C’est alors le point de départ d’une carrière fructueuse où alternent avec bonheur et succès une quarantaine de films, de nombreuses créations théâtrales et une série de dramatiques, comme on disait au temps de l’ORTF. 

Nicole Andrieu naît en 1931 à Saint-Cloud, une banlieue chic de Paris, où ses parents vivent au numéro 45 de la rue de Courcelles. C’est le nom de cette rue d’enfance qui lui donnera plus tard l’idée de son pseudonyme. Dès la fin de sa scolarité, elle suit les classes du prestigieux cours Simon. Ses premières apparitions à l’écran restent très modestes, à la limite de la figuration intelligente. Elle joue ainsi dans Les Amoureux sont seuls au monde de Henri Decoin et Aux Yeux du souvenir de Jean Delannoy, avec Michèle Morgan et Jean Marais, dans lequel elle incarne une jeune élève du cours Simon. 

Jacques Becker la choisit de nouveau parmi de nombreuses candidates pour incarner le personnage principal de Rendez-vous de juillet. « Je l’ai choisie, dira-t-il, à cause de son physique d’ange et de son air de garce ». Pour évoquer la jeunesse bohême de Saint-Germain-des-Prés qui tente de réaliser ses rêves, Becker fait appel à des débutants comme Daniel Gélin ou Maurice Ronet, jeunes acteurs dont la carrière décolle avec fulgurance. Le film est un succès et la gracieuse Nicole est très remarquée dans le rôle de l’ambitieuse Christine. 

Nicole Courcel a ensuite le privilège de tourner dans La Marie du port de Marcel Carné, en remplacement d’Anouk Aimée qui était le premier choix du réalisateur. Elle y manipule le mythique Jean Gabin avec conviction et sensualité. Ce rôle lui vaut l’éloge de la critique et la sacre Espoir cinéma de l’année 1950. 
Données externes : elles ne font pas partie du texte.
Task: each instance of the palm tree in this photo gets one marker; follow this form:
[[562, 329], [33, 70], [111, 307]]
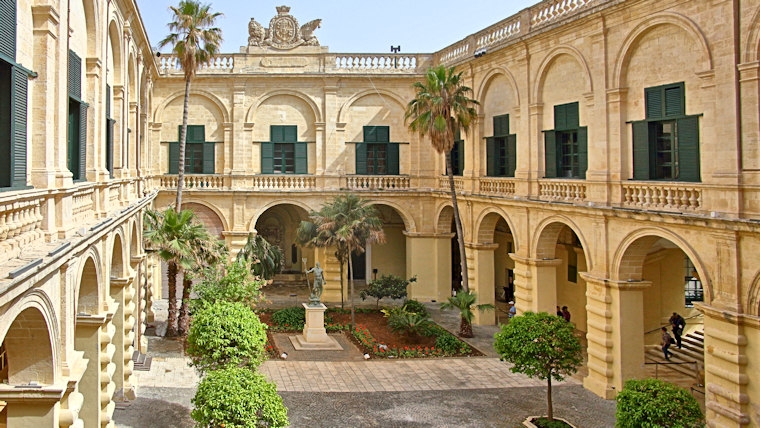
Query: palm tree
[[264, 258], [464, 301], [195, 41], [165, 233], [348, 223], [440, 109]]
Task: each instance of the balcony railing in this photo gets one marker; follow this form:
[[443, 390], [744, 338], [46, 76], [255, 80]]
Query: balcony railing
[[662, 196], [377, 182]]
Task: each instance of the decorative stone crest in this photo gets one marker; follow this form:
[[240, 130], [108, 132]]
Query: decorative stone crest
[[283, 32]]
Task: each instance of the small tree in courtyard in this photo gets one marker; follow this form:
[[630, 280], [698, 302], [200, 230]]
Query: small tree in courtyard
[[651, 403], [542, 346]]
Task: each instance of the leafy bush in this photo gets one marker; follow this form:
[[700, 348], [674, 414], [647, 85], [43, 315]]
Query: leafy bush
[[226, 333], [237, 397], [390, 286], [411, 305], [233, 282], [411, 323], [650, 403], [290, 318], [450, 344], [542, 346]]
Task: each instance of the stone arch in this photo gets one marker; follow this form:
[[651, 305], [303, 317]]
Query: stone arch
[[316, 113], [487, 226], [547, 235], [751, 46], [629, 257], [550, 58], [209, 215], [88, 299], [22, 332], [488, 79], [346, 107], [209, 96], [667, 18]]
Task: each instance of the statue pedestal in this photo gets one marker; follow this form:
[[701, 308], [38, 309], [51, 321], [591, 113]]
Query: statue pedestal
[[314, 334]]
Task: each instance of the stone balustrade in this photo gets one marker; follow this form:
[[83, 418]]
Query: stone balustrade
[[376, 182], [662, 196], [562, 190], [498, 186]]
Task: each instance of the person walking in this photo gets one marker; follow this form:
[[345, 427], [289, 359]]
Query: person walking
[[678, 324], [666, 341]]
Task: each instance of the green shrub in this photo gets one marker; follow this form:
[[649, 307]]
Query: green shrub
[[390, 286], [411, 305], [290, 318], [236, 397], [650, 403], [225, 333], [450, 344]]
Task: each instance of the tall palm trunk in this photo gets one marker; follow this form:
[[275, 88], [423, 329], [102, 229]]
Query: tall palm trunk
[[182, 141], [171, 321], [184, 310], [458, 223]]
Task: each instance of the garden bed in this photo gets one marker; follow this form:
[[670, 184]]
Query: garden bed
[[374, 336]]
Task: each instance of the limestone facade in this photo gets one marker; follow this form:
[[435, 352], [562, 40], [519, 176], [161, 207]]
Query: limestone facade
[[608, 202]]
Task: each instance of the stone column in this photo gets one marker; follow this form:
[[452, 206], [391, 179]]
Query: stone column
[[728, 372], [429, 256], [483, 281]]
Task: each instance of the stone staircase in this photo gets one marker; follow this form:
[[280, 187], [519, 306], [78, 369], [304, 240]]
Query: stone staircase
[[686, 365]]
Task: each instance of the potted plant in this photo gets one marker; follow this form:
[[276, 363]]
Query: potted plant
[[542, 346]]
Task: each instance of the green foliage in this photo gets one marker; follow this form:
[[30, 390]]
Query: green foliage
[[411, 323], [411, 305], [391, 286], [292, 318], [264, 258], [450, 344], [651, 403], [226, 333], [235, 397], [540, 345], [231, 282]]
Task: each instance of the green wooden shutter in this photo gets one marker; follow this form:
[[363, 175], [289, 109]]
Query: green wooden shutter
[[674, 100], [361, 158], [582, 151], [653, 100], [550, 154], [641, 150], [208, 157], [392, 158], [174, 157], [511, 155], [18, 126], [8, 29], [490, 156], [82, 141], [501, 125], [688, 149], [301, 158], [75, 75], [267, 158]]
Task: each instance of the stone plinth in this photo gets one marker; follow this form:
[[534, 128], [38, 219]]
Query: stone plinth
[[314, 334]]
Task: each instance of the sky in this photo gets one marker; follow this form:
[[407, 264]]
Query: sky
[[351, 26]]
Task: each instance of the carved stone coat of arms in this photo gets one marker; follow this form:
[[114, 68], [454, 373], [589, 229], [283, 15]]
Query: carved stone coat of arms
[[283, 32]]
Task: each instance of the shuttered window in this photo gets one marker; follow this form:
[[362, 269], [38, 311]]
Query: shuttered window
[[377, 155], [666, 143], [199, 153], [566, 146], [283, 153], [501, 148]]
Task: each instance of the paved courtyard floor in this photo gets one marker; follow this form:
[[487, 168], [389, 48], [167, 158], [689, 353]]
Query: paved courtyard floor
[[341, 389]]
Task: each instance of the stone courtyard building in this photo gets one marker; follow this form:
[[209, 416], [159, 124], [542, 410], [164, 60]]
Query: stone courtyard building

Les années cinquante sont ses années de gloire. Elle tourne des films commerciaux réussis comme Le cas du Docteur Laurent avec Jean Gabin ; et Papa, maman, la bonne et moi avec Robert Lamoureux, le Franck Dubosc de l’époque, comédie qui fait exploser le box-office et qui nécessite une suite. Elle joue aussi avec le maître Sacha Guitry dans Si Versailles m’était conté et le poète Jean Cocteau dans Le Testament d’Orphée

Elle inaugure une longue parenthèse théâtrale avec le rôle d’Abigail dans Les Sorcières de Salem mise en scène par Raymond Rouleau, avec Yves Montand et Simone Signoret. Sa composition est saluée par la critique et lui vaut même la couverture de Match, mais c’est Mylène Demongeot qui reprend son rôle pour la version filmique de l’œuvre en 1957. 
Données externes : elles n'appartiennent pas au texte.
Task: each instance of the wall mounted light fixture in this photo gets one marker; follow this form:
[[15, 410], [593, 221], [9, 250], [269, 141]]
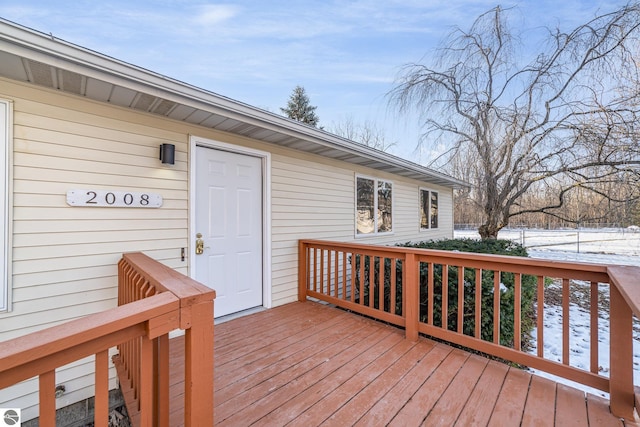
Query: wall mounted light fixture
[[168, 154]]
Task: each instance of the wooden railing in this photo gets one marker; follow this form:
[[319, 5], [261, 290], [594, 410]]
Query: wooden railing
[[153, 300], [460, 298]]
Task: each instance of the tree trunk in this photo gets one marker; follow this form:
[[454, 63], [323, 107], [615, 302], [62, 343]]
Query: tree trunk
[[489, 231]]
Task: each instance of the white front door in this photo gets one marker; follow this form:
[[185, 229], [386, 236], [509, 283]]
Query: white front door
[[228, 216]]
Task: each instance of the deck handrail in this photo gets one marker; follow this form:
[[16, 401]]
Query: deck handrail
[[362, 278], [176, 302]]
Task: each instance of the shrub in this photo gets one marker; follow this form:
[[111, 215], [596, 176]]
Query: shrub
[[507, 280]]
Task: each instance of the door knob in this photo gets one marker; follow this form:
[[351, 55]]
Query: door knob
[[199, 244]]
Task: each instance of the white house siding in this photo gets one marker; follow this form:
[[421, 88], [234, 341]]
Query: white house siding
[[314, 198], [64, 258]]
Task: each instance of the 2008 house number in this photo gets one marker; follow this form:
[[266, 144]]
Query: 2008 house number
[[111, 198]]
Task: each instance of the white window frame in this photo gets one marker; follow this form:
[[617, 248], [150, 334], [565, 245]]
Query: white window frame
[[420, 190], [375, 207], [6, 139]]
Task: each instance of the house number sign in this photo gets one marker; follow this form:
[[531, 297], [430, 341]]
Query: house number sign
[[113, 199]]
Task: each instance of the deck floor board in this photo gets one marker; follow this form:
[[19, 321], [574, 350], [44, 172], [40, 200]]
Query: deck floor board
[[308, 364]]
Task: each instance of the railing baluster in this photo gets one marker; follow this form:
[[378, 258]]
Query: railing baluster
[[411, 288], [145, 396], [322, 267], [47, 399], [430, 290], [344, 275], [381, 284], [540, 317], [460, 299], [353, 276], [517, 315], [161, 377], [337, 273], [496, 306], [522, 269], [392, 286], [372, 275], [362, 261], [445, 297], [315, 269], [478, 304], [101, 405], [593, 356]]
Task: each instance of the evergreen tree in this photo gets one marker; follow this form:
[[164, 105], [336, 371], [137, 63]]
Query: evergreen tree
[[299, 108]]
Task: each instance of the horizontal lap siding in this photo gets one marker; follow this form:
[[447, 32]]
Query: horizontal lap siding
[[64, 258], [314, 198]]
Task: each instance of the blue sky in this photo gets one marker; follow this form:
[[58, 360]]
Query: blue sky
[[346, 54]]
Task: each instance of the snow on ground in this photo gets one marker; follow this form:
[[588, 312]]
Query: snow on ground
[[585, 245]]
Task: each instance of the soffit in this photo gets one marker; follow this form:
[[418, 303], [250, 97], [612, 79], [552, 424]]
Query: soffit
[[29, 56]]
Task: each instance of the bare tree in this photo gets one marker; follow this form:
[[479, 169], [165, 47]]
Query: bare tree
[[566, 116], [367, 133]]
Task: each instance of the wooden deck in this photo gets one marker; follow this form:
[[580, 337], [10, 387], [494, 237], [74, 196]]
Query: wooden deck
[[307, 364]]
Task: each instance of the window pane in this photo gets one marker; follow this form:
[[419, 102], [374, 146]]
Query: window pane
[[424, 209], [384, 206], [434, 210], [365, 201]]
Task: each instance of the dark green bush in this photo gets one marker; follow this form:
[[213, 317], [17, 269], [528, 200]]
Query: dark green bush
[[501, 247]]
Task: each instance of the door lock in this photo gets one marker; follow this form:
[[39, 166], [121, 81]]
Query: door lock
[[199, 244]]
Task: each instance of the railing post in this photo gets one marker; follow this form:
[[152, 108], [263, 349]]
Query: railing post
[[198, 381], [621, 356], [302, 271], [411, 290]]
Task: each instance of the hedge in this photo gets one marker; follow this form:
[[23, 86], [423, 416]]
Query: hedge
[[502, 247]]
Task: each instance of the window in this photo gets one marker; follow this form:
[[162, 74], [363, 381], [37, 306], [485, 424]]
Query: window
[[374, 206], [428, 209], [5, 140]]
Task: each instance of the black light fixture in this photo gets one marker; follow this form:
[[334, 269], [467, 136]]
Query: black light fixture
[[168, 154]]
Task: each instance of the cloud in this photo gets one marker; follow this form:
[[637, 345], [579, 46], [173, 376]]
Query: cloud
[[215, 14]]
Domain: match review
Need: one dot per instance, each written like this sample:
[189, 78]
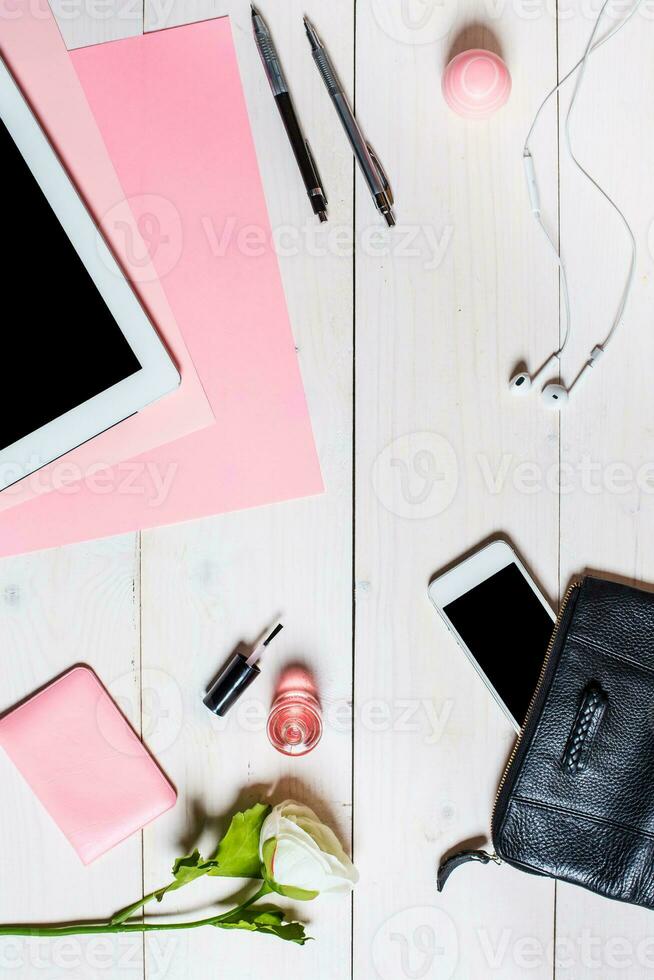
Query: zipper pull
[462, 857]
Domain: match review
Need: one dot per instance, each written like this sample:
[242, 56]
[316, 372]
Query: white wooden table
[406, 343]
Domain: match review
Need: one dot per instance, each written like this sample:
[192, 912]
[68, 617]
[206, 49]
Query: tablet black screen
[60, 344]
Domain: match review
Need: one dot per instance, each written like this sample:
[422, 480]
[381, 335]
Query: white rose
[302, 856]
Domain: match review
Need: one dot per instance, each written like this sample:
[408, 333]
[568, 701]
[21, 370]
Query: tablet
[79, 353]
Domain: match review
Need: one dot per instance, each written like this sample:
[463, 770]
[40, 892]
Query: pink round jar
[476, 83]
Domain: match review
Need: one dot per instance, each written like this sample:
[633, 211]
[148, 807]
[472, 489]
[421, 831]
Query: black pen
[301, 148]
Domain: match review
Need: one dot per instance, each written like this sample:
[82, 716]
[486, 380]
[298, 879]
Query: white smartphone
[501, 621]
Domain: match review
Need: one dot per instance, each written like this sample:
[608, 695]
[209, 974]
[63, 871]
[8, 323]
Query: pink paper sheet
[82, 760]
[32, 46]
[171, 109]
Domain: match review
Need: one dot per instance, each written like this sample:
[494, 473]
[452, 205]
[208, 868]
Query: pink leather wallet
[84, 762]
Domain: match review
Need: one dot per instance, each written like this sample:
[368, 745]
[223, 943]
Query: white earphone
[555, 395]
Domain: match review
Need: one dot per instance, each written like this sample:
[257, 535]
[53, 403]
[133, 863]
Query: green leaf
[270, 921]
[237, 855]
[185, 870]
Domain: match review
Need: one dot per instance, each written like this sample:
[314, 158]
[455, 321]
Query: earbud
[520, 383]
[523, 382]
[555, 396]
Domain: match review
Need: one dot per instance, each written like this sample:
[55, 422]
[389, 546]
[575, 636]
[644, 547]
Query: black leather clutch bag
[576, 801]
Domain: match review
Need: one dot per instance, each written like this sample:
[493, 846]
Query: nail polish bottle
[295, 720]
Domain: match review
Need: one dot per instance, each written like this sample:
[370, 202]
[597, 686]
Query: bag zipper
[535, 701]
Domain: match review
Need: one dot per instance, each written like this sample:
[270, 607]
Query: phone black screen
[60, 344]
[507, 630]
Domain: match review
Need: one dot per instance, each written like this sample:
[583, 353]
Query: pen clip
[382, 173]
[317, 172]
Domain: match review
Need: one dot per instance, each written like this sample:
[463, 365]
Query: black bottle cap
[230, 684]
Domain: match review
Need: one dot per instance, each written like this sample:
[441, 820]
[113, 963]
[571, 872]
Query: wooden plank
[71, 605]
[209, 585]
[438, 332]
[607, 518]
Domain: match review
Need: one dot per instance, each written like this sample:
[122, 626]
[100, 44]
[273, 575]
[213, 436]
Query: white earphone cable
[580, 77]
[582, 65]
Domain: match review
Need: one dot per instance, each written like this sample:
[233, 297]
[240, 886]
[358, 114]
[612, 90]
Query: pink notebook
[85, 763]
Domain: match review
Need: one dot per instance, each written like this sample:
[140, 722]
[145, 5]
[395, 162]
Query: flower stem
[96, 928]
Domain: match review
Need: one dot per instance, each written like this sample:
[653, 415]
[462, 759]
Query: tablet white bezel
[158, 375]
[462, 578]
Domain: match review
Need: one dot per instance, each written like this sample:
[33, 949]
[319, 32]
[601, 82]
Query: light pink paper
[171, 109]
[33, 48]
[82, 760]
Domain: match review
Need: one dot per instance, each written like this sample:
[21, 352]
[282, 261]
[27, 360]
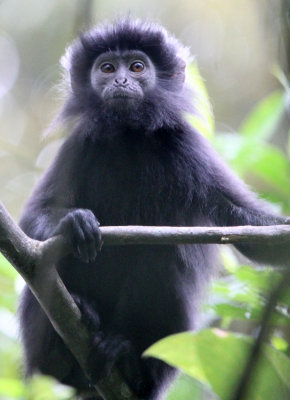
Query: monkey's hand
[80, 229]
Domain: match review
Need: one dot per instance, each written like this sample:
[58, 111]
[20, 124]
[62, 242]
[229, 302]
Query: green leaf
[262, 121]
[218, 358]
[202, 120]
[11, 387]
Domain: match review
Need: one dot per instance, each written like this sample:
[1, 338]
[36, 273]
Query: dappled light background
[238, 45]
Les années 60 surviennent, la Nouvelle Vague l’ignore et les rôles se raréfient. Elle apparaît pourtant dans deux bons films : Le Passage du Rhin avec Aznavour récompensé par le Lion d’or à Venise en 1960 ; et Les Dimanches de Ville d’Avray de Serge Bourguignon, qui remporte l’Oscar du meilleur film étranger en 1962. 

La fin des années 60 est une éclipse loin des écrans, puisqu’elle se consacre au théâtre avec Françoise Sagan et Arnold Wesker. En 1972, elle fait un retour surprenant au cinéma avec L’Aventure c’est l’aventure de Claude Lelouch, aux côtés de Lino Ventura et Jacques Brel. 

En 1980, elle publie un recueil de confidences intitulé Julie Tempête à l’intention de sa fille Julie Andrieu qu’elle a élevée seule.  

Nicole Courcel c’était le contraire de la sophistication. Nicole Courcel c’était une efficacité et une justesse de jeu inoubliables. C’était une belle femme de tête, une grande comédienne.